Encouraging regular exercise, maintaining a balanced diet, and ensuring adequate sleep hygiene.
Psychoeducation regarding stress management techniques and relaxation exercises.
Diagnostic Testing/Screening Tools:
The Patient Health Questionnaire-9 (PHQ-9) to assess the severity of depressive symptoms and monitor treatment response over time.
Educate the patient and their family about the nature of Major Depressive Disorder, its course, and the importance of treatment adherence.
Provide information on recognizing warning signs of worsening depression or suicidal ideation and the appropriate steps to take in such situations.
Encourage involvement of supportive family members or friends in the patient’s treatment and recovery.
Refer the patient to a psychotherapist for ongoing CBT sessions.
Consultation with a psychiatrist for further evaluation and consideration of adjunctive or alternative pharmacotherapy if necessary.
Schedule weekly follow-up appointments for the first month to monitor treatment response, side effects, and suicidal ideation.
Adjust the treatment plan as needed based on the patient’s progress and ongoing evaluation.

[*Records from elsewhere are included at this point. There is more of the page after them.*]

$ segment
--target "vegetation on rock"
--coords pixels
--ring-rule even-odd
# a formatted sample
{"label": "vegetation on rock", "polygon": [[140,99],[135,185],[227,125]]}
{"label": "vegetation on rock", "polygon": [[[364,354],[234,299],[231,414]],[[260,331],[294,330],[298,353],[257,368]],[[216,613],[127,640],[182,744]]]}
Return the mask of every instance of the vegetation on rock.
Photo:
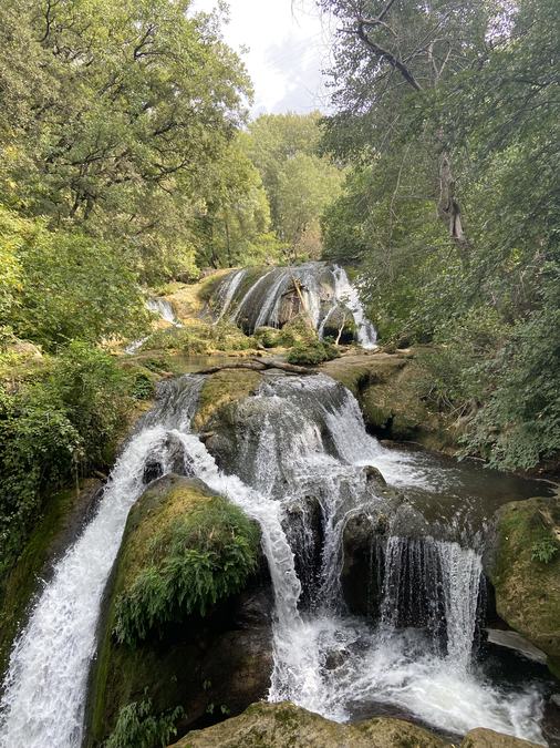
{"label": "vegetation on rock", "polygon": [[529,499],[497,513],[497,545],[489,573],[498,614],[560,669],[560,506],[557,498]]}
{"label": "vegetation on rock", "polygon": [[133,508],[118,561],[113,633],[131,646],[205,616],[256,571],[259,532],[204,483],[167,477]]}

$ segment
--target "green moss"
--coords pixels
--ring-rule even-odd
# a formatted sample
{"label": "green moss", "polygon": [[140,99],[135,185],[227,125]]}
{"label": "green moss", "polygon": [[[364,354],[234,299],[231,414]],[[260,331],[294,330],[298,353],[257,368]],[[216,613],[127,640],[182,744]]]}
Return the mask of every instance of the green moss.
{"label": "green moss", "polygon": [[557,543],[560,501],[528,499],[502,506],[497,515],[497,551],[490,578],[498,614],[549,657],[560,658],[560,555],[549,563],[533,557],[542,542]]}
{"label": "green moss", "polygon": [[237,506],[178,481],[148,489],[120,561],[114,633],[135,645],[157,627],[238,592],[257,565],[259,533]]}
{"label": "green moss", "polygon": [[313,342],[298,342],[288,353],[290,363],[304,363],[317,366],[323,361],[339,358],[339,349],[330,342],[314,340]]}
{"label": "green moss", "polygon": [[200,391],[194,428],[197,431],[207,428],[210,420],[227,406],[256,392],[261,381],[262,376],[258,371],[248,369],[224,369],[208,377]]}

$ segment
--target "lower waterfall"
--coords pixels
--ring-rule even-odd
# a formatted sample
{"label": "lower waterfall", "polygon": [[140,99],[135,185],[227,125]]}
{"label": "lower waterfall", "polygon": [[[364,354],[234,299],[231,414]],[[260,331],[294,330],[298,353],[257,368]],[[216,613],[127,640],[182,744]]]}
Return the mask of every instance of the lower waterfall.
{"label": "lower waterfall", "polygon": [[356,511],[394,510],[363,467],[377,467],[406,493],[429,489],[422,460],[371,438],[353,396],[328,377],[270,375],[238,406],[235,469],[226,473],[190,430],[203,382],[187,376],[163,385],[95,516],[38,596],[11,654],[0,746],[80,748],[101,600],[126,516],[145,488],[148,463],[177,472],[177,444],[185,474],[260,524],[276,600],[270,700],[290,699],[341,721],[381,710],[450,734],[484,726],[542,744],[539,689],[500,689],[473,658],[478,550],[429,535],[406,537],[390,522],[372,544],[375,615],[345,609],[345,524]]}

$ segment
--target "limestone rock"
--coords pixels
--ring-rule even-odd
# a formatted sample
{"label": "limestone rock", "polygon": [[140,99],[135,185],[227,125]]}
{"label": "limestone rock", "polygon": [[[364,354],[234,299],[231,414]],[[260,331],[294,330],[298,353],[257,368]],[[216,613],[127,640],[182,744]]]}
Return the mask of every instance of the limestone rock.
{"label": "limestone rock", "polygon": [[486,560],[496,590],[498,614],[539,649],[551,669],[560,669],[560,552],[533,557],[539,544],[558,545],[560,500],[528,499],[496,513],[496,545]]}
{"label": "limestone rock", "polygon": [[189,732],[175,748],[445,748],[440,738],[401,719],[340,725],[290,703],[253,704],[242,715]]}
{"label": "limestone rock", "polygon": [[537,744],[477,727],[467,732],[460,748],[537,748]]}

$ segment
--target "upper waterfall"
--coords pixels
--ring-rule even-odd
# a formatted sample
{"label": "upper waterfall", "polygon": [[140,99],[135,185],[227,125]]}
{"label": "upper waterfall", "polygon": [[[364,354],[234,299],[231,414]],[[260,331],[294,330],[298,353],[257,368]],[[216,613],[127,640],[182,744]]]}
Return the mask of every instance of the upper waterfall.
{"label": "upper waterfall", "polygon": [[248,334],[262,326],[280,328],[303,314],[320,338],[350,324],[363,348],[375,348],[377,339],[357,288],[339,265],[305,263],[257,275],[248,268],[232,270],[218,286],[212,306],[218,320],[229,314]]}

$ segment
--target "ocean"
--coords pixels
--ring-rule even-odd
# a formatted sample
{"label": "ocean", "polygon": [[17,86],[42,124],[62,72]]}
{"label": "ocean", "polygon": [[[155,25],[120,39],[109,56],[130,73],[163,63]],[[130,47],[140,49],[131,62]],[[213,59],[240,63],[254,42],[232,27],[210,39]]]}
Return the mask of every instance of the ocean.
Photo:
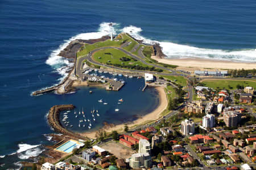
{"label": "ocean", "polygon": [[[57,55],[71,40],[124,31],[146,43],[159,43],[170,58],[255,62],[255,7],[253,0],[1,1],[0,169],[18,168],[20,160],[38,155],[42,146],[52,143],[47,134],[53,131],[46,118],[51,106],[72,102],[92,109],[85,106],[86,88],[71,94],[31,96],[33,91],[56,84],[67,76],[67,66],[72,64]],[[125,97],[129,101],[131,97],[125,88],[141,85],[136,80],[131,83],[120,92],[123,96],[113,92],[113,97]],[[101,94],[112,97],[112,92],[95,90],[98,97]],[[156,92],[144,92],[138,101],[147,98],[155,106]],[[102,115],[106,113],[96,103],[90,105],[102,109]],[[116,106],[108,107],[111,110]],[[126,108],[130,109],[129,103]],[[154,109],[143,103],[130,115],[142,108],[142,114]]]}

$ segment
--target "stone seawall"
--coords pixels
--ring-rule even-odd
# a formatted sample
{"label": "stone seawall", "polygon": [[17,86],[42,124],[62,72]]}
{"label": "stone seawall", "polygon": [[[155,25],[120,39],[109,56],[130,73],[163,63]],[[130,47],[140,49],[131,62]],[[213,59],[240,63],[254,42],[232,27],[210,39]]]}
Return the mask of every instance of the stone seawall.
{"label": "stone seawall", "polygon": [[51,107],[48,115],[48,121],[50,126],[57,132],[69,135],[77,139],[87,140],[77,133],[70,131],[60,125],[59,115],[60,113],[63,110],[72,110],[75,108],[73,105],[55,105]]}

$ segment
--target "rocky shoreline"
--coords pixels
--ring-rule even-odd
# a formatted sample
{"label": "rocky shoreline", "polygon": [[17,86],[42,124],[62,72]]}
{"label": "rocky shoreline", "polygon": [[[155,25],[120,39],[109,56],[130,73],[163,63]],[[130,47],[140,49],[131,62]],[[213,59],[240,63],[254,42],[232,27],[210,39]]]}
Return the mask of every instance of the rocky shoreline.
{"label": "rocky shoreline", "polygon": [[88,139],[86,138],[81,136],[76,132],[71,132],[60,125],[59,119],[60,111],[72,110],[73,109],[75,109],[75,106],[73,105],[55,105],[52,106],[49,111],[49,114],[47,118],[49,124],[56,132],[69,135],[75,139],[87,140]]}

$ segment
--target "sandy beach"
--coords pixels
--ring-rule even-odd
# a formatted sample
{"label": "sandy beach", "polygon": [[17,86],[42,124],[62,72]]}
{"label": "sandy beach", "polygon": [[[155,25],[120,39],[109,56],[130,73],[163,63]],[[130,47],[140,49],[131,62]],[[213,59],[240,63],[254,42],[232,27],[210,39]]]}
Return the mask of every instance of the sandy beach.
{"label": "sandy beach", "polygon": [[[168,101],[166,97],[166,94],[164,92],[164,88],[163,87],[157,87],[156,89],[158,90],[159,94],[159,105],[158,107],[155,109],[151,113],[150,113],[143,117],[138,119],[136,121],[133,121],[131,123],[127,125],[129,127],[131,127],[136,125],[142,124],[144,122],[148,122],[150,121],[155,121],[159,118],[160,114],[163,112],[168,106]],[[125,124],[121,124],[115,126],[113,127],[110,127],[108,128],[104,129],[106,132],[110,132],[113,130],[116,130],[117,131],[122,131],[123,130],[125,127]],[[81,133],[81,135],[82,136],[87,136],[89,138],[95,138],[95,135],[97,133],[97,131],[90,132],[84,132]]]}
{"label": "sandy beach", "polygon": [[159,59],[155,56],[152,56],[151,58],[158,62],[178,65],[177,69],[191,72],[206,69],[208,70],[210,70],[210,69],[224,70],[256,68],[256,63],[238,63],[231,61],[192,58],[180,59]]}

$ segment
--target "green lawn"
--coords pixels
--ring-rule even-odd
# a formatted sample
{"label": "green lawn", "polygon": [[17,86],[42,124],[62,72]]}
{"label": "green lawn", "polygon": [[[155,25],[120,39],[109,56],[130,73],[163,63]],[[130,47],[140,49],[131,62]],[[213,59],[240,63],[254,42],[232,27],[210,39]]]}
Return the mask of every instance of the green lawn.
{"label": "green lawn", "polygon": [[201,81],[204,86],[217,89],[218,87],[220,89],[225,88],[226,89],[236,89],[237,85],[243,85],[244,86],[253,86],[256,88],[256,80],[205,80]]}
{"label": "green lawn", "polygon": [[[187,86],[187,79],[180,76],[163,76],[163,77],[169,79],[170,80],[175,82],[176,83],[183,86]],[[176,80],[176,81],[175,81]]]}
{"label": "green lawn", "polygon": [[[167,96],[168,97],[168,98],[170,98],[170,97],[171,98],[174,98],[175,97],[177,97],[178,96],[177,94],[176,93],[175,90],[174,89],[174,87],[172,87],[172,86],[170,85],[170,86],[167,86],[166,88],[167,89]],[[170,93],[169,93],[170,92]]]}

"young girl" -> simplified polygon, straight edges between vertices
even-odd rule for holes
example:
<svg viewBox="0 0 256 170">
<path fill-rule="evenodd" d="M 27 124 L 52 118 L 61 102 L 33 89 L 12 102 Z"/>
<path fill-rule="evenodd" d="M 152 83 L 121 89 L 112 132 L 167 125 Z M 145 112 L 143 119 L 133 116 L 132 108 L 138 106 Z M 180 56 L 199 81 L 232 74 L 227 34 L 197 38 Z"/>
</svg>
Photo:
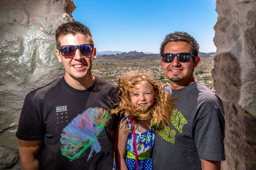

Transition to monthly follow-up appointments once the patient’s symptoms improve and stabilize.
Role of the PMHNP:
As the Psychiatric-Mental Health Nurse Practitioner (PMHNP), my role in this patient’s care involves conducting a comprehensive psychiatric evaluation, formulating a diagnosis of Major Depressive Disorder, and developing an individualized treatment plan. I will apply current clinical guidelines, such as the NIH or APA Clinical Guidelines, to ensure evidence-based practice and provide the highest standard of care. I will also incorporate research articles and ongoing professional development to stay up-to-date with the latest advancements in psychiatric care. As part of the interdisciplinary team, I will collaborate with other healthcare providers, including psychotherapists and psychiatrists, to optimize the patient’s outcomes and provide ongoing support throughout their treatment journey.